What I Learned on a Walk

Pretty much every day that it’s not raining I am, at some point, summoned “owside” as my two year old Sean says and bidden to take his and my three year old, Peter’s, hands and get going. It doesn’t really matter where we go as long as we see certain important sights.

The first important sight is “the doggie by the gate” (a creature sufficient to satiate Sean’s fascination with dogs yet safely locked behind a gate at the end of a 50 foot driveway and therefore capable of causing thrills without terror). The second critical sight is “the fire hydrant” which Peter thinks intensely interesting every time we pass it. Then there are the various other amazements to be gleaned, such as a handful of gravel (it’s absolutely essential to acquire at least one in the course of the walk so we can dribble it out on the ground as we go), any and all puddles, and, of course, the exhilaration of balancing on the edge of the sidewalk.
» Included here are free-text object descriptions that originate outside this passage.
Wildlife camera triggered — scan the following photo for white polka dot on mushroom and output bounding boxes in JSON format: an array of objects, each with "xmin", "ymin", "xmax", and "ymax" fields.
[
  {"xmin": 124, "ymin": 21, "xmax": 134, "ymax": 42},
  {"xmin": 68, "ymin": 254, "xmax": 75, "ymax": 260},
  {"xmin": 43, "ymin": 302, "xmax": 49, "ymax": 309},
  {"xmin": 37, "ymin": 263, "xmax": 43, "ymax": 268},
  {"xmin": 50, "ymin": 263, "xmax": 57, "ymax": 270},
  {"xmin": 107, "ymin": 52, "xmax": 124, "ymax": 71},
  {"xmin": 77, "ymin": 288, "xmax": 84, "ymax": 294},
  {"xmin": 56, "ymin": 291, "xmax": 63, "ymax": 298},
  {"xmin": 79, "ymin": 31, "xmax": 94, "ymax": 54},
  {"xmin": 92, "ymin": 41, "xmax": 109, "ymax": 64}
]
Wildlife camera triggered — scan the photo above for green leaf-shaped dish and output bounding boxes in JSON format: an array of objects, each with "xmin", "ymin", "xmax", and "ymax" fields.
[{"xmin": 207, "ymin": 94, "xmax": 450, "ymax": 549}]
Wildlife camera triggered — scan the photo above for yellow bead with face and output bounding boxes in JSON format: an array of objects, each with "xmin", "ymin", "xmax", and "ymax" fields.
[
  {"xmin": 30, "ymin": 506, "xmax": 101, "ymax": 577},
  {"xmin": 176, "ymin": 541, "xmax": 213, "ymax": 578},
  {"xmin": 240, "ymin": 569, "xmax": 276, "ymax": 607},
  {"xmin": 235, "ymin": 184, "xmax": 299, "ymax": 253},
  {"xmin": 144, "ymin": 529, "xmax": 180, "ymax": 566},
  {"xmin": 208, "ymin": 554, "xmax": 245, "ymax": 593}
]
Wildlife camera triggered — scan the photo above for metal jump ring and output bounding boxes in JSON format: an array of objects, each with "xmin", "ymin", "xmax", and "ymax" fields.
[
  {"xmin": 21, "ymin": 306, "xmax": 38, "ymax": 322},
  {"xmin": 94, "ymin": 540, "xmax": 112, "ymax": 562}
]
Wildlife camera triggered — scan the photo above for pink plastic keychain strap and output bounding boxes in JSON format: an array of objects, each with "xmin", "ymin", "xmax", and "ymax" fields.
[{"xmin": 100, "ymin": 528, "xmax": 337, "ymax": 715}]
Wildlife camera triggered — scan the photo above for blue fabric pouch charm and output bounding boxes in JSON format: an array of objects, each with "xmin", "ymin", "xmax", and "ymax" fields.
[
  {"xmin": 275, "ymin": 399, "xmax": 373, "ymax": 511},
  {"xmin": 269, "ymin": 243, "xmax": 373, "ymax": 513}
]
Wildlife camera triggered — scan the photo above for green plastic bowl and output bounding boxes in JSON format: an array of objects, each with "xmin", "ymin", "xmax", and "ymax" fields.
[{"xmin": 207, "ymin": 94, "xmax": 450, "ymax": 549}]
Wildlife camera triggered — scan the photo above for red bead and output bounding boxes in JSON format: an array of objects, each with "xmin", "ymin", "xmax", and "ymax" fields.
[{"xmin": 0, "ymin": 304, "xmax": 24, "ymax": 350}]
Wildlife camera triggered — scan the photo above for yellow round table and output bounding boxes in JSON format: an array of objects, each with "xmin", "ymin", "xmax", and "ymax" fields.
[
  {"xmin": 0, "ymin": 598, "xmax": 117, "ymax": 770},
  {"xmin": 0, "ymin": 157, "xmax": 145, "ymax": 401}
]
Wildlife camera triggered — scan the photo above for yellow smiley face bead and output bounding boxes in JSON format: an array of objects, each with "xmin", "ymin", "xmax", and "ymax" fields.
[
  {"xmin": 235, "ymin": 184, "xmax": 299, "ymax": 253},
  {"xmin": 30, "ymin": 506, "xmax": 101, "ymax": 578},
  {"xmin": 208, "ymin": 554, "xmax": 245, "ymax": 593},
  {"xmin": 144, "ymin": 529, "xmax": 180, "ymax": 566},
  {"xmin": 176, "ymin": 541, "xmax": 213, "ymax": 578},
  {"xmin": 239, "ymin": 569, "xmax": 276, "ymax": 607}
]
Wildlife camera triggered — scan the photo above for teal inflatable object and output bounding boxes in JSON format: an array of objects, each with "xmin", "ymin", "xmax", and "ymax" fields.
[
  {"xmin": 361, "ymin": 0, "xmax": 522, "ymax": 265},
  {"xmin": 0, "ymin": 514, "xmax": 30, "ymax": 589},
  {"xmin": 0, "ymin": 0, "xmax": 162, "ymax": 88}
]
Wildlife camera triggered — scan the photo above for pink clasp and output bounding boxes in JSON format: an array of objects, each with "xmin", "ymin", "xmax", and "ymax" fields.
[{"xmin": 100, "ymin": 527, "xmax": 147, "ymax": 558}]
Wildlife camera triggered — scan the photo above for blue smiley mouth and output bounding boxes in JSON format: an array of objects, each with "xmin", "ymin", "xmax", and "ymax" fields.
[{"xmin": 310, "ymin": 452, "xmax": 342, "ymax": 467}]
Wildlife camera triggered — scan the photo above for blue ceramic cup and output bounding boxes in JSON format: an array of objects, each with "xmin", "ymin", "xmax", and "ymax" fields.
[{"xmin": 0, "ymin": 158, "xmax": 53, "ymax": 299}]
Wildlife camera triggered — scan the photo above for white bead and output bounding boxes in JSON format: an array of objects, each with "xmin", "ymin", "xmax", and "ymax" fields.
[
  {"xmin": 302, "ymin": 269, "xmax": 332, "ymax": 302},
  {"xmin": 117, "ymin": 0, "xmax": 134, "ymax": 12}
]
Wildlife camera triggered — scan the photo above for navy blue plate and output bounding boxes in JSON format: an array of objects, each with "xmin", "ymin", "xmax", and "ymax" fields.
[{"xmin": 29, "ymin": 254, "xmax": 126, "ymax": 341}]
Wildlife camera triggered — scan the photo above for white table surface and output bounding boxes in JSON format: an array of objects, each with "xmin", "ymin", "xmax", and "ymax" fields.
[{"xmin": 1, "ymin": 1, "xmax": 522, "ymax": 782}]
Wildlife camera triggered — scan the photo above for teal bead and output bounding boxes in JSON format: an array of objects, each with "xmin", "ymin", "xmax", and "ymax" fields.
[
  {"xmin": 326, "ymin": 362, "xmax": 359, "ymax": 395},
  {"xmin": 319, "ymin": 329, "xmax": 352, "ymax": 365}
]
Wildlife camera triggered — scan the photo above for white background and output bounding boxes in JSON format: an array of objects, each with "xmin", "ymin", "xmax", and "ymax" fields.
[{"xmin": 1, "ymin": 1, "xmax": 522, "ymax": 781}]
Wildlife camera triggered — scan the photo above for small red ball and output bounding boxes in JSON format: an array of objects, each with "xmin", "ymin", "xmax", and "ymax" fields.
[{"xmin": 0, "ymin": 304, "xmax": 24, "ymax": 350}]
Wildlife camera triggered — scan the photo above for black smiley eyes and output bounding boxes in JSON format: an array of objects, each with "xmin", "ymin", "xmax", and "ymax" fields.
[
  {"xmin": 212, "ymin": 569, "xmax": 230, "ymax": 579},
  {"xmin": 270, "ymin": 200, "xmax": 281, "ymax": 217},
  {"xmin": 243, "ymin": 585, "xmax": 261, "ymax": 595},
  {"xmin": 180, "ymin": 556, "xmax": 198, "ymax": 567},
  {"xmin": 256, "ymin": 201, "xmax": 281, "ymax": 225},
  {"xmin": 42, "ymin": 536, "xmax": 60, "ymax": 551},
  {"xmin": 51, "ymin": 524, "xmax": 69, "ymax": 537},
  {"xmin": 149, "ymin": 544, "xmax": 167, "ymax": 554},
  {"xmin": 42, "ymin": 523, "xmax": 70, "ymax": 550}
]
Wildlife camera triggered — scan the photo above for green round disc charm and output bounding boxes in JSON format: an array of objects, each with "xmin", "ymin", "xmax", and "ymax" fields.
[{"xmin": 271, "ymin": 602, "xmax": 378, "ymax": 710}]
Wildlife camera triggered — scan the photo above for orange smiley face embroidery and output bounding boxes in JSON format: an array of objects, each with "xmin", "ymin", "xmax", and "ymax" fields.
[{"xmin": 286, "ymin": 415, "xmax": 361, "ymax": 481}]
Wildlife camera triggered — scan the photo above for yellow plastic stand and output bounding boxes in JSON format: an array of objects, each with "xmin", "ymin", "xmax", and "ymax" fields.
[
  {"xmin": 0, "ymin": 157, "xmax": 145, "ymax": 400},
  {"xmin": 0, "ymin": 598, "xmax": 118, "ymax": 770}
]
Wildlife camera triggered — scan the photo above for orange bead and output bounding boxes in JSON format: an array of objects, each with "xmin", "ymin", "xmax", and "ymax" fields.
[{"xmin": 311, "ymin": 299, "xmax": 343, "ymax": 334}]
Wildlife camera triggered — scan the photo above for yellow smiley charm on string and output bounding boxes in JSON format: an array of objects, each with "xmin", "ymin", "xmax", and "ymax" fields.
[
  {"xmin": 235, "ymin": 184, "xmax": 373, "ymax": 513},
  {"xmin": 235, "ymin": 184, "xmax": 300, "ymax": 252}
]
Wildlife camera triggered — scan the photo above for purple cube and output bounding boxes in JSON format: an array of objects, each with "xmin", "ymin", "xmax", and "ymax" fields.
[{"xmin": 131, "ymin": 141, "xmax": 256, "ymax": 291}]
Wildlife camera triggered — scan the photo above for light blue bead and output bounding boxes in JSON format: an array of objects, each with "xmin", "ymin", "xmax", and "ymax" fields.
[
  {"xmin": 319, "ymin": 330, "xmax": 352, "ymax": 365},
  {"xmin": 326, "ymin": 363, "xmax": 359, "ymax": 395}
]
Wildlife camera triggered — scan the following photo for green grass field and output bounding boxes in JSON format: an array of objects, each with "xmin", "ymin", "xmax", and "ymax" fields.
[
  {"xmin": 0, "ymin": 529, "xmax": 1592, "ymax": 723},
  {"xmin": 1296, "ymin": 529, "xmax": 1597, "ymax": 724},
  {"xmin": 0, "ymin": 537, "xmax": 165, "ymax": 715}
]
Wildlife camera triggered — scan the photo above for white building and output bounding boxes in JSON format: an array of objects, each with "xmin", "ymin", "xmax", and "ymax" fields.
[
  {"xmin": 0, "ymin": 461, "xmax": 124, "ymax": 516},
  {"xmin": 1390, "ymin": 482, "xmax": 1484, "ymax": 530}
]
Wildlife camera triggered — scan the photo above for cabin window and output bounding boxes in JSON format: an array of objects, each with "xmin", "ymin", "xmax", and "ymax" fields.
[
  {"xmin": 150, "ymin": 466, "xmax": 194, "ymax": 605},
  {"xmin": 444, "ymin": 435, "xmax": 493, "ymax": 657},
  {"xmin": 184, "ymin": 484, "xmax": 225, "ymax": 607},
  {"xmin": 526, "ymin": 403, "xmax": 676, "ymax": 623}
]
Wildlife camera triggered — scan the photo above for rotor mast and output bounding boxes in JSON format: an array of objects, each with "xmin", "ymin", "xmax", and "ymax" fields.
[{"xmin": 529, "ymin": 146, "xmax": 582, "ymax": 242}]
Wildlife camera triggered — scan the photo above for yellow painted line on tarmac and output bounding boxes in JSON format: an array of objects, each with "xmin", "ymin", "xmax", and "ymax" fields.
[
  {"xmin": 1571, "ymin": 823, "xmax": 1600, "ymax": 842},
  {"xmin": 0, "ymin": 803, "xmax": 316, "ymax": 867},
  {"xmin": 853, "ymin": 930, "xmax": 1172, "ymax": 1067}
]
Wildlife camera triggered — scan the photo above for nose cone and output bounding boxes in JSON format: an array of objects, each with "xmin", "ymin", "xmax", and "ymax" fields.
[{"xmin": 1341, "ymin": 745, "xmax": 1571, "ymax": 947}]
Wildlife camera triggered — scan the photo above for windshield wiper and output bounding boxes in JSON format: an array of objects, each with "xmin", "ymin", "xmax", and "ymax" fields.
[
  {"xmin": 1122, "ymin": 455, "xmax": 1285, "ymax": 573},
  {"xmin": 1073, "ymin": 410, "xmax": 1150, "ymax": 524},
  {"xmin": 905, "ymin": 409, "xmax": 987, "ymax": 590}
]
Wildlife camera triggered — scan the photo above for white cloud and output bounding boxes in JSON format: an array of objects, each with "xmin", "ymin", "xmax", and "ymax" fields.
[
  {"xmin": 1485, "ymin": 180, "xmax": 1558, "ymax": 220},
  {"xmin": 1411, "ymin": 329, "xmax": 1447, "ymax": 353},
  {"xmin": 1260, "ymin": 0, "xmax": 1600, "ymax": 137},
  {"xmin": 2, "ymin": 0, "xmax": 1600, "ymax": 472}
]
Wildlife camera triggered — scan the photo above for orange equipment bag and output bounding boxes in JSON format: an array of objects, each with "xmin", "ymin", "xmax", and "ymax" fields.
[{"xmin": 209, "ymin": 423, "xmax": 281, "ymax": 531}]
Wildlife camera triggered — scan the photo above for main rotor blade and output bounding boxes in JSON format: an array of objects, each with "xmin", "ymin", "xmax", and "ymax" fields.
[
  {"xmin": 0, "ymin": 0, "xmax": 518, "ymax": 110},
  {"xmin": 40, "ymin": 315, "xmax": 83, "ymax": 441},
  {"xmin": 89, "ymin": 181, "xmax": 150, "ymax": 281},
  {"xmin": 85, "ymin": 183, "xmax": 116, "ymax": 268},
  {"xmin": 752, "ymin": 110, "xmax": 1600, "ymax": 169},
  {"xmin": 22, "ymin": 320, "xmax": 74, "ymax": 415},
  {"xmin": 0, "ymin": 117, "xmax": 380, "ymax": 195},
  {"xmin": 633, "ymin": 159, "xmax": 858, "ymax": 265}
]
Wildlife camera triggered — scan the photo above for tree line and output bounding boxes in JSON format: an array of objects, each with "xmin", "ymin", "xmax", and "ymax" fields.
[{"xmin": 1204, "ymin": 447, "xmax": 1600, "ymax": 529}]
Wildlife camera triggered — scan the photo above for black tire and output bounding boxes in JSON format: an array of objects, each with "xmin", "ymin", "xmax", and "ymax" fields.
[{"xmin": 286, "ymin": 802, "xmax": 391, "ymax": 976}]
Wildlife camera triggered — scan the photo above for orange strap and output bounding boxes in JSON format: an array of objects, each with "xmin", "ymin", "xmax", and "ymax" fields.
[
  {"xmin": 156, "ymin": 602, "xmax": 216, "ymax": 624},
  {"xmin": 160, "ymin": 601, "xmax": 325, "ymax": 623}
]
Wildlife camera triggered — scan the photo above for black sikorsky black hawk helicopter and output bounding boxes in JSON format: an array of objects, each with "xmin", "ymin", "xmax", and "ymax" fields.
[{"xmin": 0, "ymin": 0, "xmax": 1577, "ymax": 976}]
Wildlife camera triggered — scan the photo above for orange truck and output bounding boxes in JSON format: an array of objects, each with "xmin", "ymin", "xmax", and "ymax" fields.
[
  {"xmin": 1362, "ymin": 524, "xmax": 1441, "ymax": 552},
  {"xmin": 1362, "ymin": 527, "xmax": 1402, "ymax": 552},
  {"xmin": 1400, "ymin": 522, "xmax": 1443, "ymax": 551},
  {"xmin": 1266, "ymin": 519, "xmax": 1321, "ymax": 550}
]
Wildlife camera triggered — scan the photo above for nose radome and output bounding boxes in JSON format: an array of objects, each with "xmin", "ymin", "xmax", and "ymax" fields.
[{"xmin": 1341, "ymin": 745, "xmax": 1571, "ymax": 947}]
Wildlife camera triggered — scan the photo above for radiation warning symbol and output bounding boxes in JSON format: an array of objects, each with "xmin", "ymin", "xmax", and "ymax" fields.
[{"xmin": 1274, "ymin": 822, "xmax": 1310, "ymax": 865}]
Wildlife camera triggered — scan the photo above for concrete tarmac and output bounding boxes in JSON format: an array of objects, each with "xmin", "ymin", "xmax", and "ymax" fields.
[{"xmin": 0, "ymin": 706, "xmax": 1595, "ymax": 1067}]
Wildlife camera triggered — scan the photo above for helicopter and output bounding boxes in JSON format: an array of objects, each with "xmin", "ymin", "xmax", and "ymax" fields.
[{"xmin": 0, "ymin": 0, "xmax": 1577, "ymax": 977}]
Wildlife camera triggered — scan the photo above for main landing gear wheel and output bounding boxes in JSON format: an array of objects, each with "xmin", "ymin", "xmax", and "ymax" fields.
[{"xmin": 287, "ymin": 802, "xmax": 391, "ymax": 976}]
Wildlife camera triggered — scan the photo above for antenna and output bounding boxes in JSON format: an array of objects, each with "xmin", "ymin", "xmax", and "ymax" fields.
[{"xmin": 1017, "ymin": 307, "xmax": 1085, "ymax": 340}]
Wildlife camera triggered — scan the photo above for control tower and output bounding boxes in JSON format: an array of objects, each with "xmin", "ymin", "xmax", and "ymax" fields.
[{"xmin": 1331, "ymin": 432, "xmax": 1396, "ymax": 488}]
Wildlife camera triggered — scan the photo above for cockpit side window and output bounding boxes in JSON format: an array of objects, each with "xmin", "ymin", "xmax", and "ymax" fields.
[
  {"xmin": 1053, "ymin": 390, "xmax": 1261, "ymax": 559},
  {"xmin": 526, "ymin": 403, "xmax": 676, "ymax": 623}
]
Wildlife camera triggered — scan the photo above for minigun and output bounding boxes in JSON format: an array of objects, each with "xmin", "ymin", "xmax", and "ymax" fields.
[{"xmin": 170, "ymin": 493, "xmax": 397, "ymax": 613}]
All of this is, in the grand scheme of geopolitics and world history what most people would call “small beer.” But to this, I reply, “So what?” Who says Big Beer tastes good? I like the microbrews my kids come up with and feel as though I am getting in on some small yet critical secrets, unknown to the Great Powers of the world when I wander around with my kidlets and we examine the sticks and stones that Higher Thought declares “ordinary.”

For instance, yesterday I asked Peter what clouds were. In the past, my teacherly nature would have been to tell Peter what clouds were, but I was suddenly seized with an impulse to let him wonder about it for a spell. He was pensive for a moment while we walked, then declared, “I think clouds are popcorn.”

Interesting. And much more satisfying and festive than the dull theory that they are “condensations of H2O”. I decided I wanted to know more. “What is the sky?” I asked. “It’s blue for Easter” came the confident reply. “And the sun is yellow for Easter too.” Trees are also, curiously, brown for Easter.

I liked these explanations much better than the conventional ones too, so I opted not to “correct” them. The wise thing to do in the presence of great insight is to bow to the fullness of the mystery, not lecture it pedantically.

And the insights are mysterious! A more prosaic soul than Peter’s would muddy the water with dim, dumb questions like “How does popcorn stay up there?” But, of course, the answer that any three year old knows is, “God makes it stay up there.” Cryptic? You bet. But what prophet isn’t? You don’t go to the Oracle at Delphi expecting an analysis of Dow Jones Industrial Averages. You go looking for insights that might have eluded the rest of the world, and such insights are nearly always cryptic, yet typically truer than mere fact.

I have come to the conclusion that the sky is blue and the sun is yellow for Easter, just as clouds are God’s popcorn. Those who think they know that the sky is really blue because of light diffusion and the sun is really yellow because of nuclear fusion simply don’t know how to look at things aright. They are the sort of people who insist that Romeo and Juliet is really just people in costumes talking to each other in front of a wooden stage set. They fail to see that this is not what the play is, but only what it is made of. God made the sky, sun and clouds of atoms and light waves. But he made them for Easter.

Out of the mouths of babes and sucklings, Thou hast perfected praise.